For one thing, HSA contributions are tax-free, so they exempt a portion of your income from taxes. This year, the family-level limit for HSA contributions is $7,750. By putting that money into our HSA, we make it so the IRS can't tax us on that amount of earnings.
Also, unlike flexible spending accounts, HSA balances don't have to be spent down year after year. In fact, it's a good idea to reserve some of your HSA funds and invest them for future healthcare needs. Another benefit of HSAs is that investment gains in your account are tax-free, as are withdrawals used to cover qualified medical expenses.
Does your health insurance plan render you eligible for an HSA?
There are certain requirements your health insurance plan needs to meet in order to be compatible with an HSA. First, you'll need a minimum deductible that changes from year to year.
This year, an individual deductible of $1,500 is required, or a family-level deductible of $3,000. These limits are rising to $1,600 and $3,200, respectively, in 2024.
Your plan also has to meet maximum out of pocket requirements. This year, that max can't exceed $7,500 for individual coverage or $15,000 for family-level coverage. Next year, these limits increase to $8,050 and $16,100, respectively.

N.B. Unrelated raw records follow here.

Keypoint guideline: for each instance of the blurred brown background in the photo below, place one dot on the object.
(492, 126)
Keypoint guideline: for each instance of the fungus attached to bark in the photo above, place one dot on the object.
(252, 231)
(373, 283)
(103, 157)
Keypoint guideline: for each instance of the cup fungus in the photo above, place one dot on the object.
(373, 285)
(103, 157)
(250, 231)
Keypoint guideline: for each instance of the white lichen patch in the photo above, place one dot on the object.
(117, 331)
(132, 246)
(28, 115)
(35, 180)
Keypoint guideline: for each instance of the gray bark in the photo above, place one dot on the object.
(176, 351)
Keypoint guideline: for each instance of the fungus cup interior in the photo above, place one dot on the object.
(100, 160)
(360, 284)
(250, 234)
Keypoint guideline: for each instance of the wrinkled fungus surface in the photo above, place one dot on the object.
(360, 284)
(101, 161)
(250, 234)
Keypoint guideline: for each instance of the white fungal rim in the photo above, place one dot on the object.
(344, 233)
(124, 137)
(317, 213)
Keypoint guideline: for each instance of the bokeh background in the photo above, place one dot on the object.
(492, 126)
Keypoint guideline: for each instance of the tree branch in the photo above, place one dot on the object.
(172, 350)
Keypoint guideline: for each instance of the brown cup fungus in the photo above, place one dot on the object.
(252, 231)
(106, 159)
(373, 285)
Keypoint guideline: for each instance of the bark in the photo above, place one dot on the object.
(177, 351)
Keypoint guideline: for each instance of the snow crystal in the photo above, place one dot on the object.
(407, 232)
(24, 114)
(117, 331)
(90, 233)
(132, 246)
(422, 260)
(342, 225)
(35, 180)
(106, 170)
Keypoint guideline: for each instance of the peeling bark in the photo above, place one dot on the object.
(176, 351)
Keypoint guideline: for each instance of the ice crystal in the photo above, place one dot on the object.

Going from a health insurance plan with no in-network deductible to a $3,000 deductible wasn't an easy thing. But getting access to an HSA not only softened the blow, but made me realize that our current health plan may actually be a better deal. While our deductible is high, the premiums we pay for our plan are fairly reasonable. And between that and being able to fund an HSA and enjoy a world of tax savings, it's really not such a bad setup.